La fragilità del territorio e la prevenzione del rischio idrogeologico
In tema di fragilità del territorio, è intervenuto il Consigliere del Cni Alberto Romagnoli che ha ricordato che 9,2 milioni di italiani sono direttamente interessati alla prevenzione del rischio idrogeologico, in quanto residenti in zone a rischio medio (6,8 milioni) e alto (2,4 milioni). Occorre quindi puntare sulla prevenzione che consente di risparmiare vite umane e risorse economiche spese per riparare i danni conseguenti ai sistematici disastri.
Per fronteggiare in modo sistematico il problema del dissesto idrogeologico in Italia si stima un fabbisogno
minimo di 26,58 miliardi di euro per opere di prevenzione e mitigazione. E’ questo il valore delle richieste
di finanziamento, provenienti dagli Enti locali, registrati sulla piattaforma RENDIS, il Repertorio Nazionale
degli interventi per la Difesa del Suolo. La piattaforma contiene attualmente 7.811 richieste di
finanziamento per opere di contrasto ad eventi alluvionali e franosi e sono considerate come il
“potenziale” di interventi per fare fronte in modo stabile e più efficace (rispetto a quanto fatto finora) alla
situazione di emergenza permanente dovuta alla fragilità geomorfologica del nostro territorio.
L’Ispra rileva che negli ultimi 20 anni la spesa per interventi sia stata pari a 6,6 miliardi di euro, per un
totale di 6.063 interventi ed un valore medio di poco superiore a 300 milioni di euro. Per innalzare in modo
“efficace” il livello di sicurezza contro i rischi sempre più imminenti, servirebbero ancora 8.000 opere di
prevenzione per una spesa intorno a 27 miliardi di euro.
Il Piano Nazionale per la Mitigazione del Rischio Idrogeologico (ProteggItalia) varato nel 2019, prevede per il periodo compreso tra il 2019 ed il 2030 stanziamenti per 14,3 miliardi di euro, parte dei quali destinati a opere emergenziali connesse ad eventi calamitosi, interventi di messa in sicurezza dei territori ed infrastrutture, interventi per la mitigazione del rischio idraulico e idrogeologico.
Transizione ecologica e PNRR: a che punto siamo?
Alle risorse messe a disposizione da questo Piano si aggiungono quelle messe a disposizione dal Pnrr, pari a 2,4 miliardi di euro per “Misure per la gestione del rischio alluvionale e per la riduzione del rischio idrogeologico” nell’ambito della Missione “Rivoluzione verde e transizione ecologica”. Insomma, nel breve periodo sembrano esservi risorse pubbliche relativamente sufficienti per effettuare almeno gli interventi più urgenti.

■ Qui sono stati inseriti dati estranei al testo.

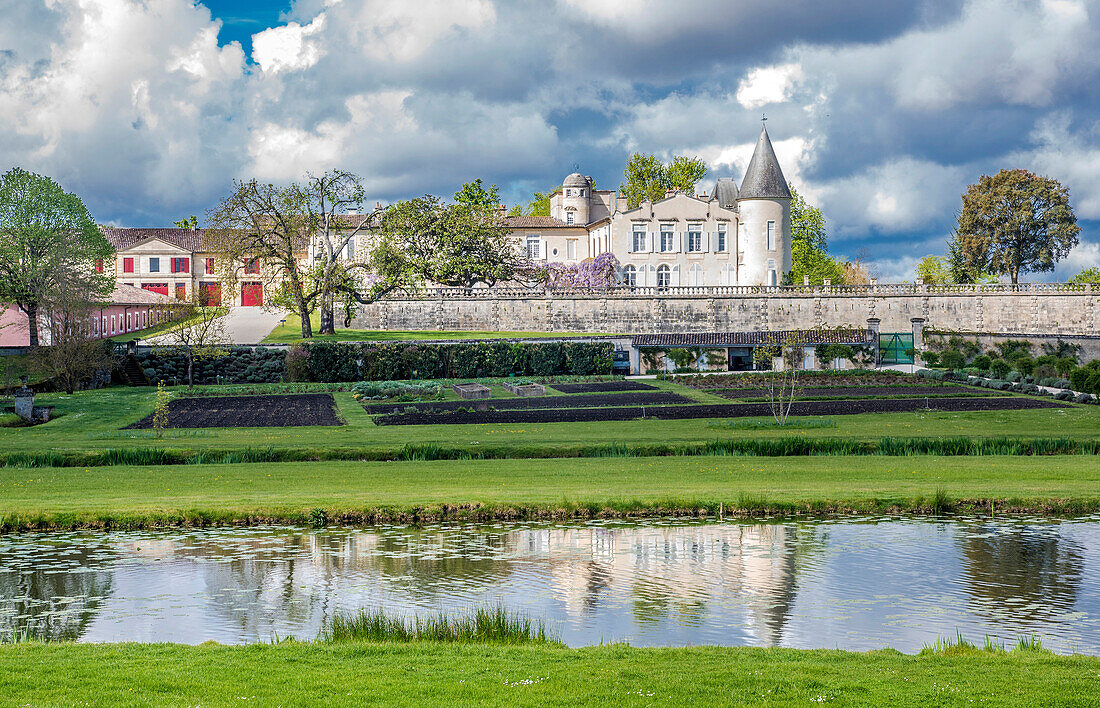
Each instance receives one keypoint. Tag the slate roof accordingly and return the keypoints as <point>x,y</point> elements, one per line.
<point>763,179</point>
<point>186,239</point>
<point>538,222</point>
<point>756,339</point>
<point>725,192</point>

A rendere ancora più urgente la prevenzione del rischio idrogeologico è la questione del consumo di suolo e cementificazione nel nostro Paese. L’Ispra avverte che il problema della impermeabilizzazione del terreno in Italia non accenna a diminuire. Nel 2021 le nuove coperture artificiali hanno occupato una superficie di 69,1 km2, corrispondenti ad una media di 19 ettari al giorno. Si tratta di uno dei valori tra i più elevati registrati negli ultimi anni. Il suolo consumato pro-capite è aumentato in un anno di 3,46 m2, passando da 359 a 363 m2 per abitante. La copertura artificiale del suolo al 7,13% della superficie totale a fronte di una media del 4% in Europa.
Secondo il Centro Studi Cni, occorre concentrarsi, anche molto velocemente, su una molteplicità di interventi di prevenzione e di manutenzione organica e sistematica del territorio, e riformulare in tempi assai brevi, le modalità di gestione di un piano nazionale di contrasto sistematico al rischio idrogeologico.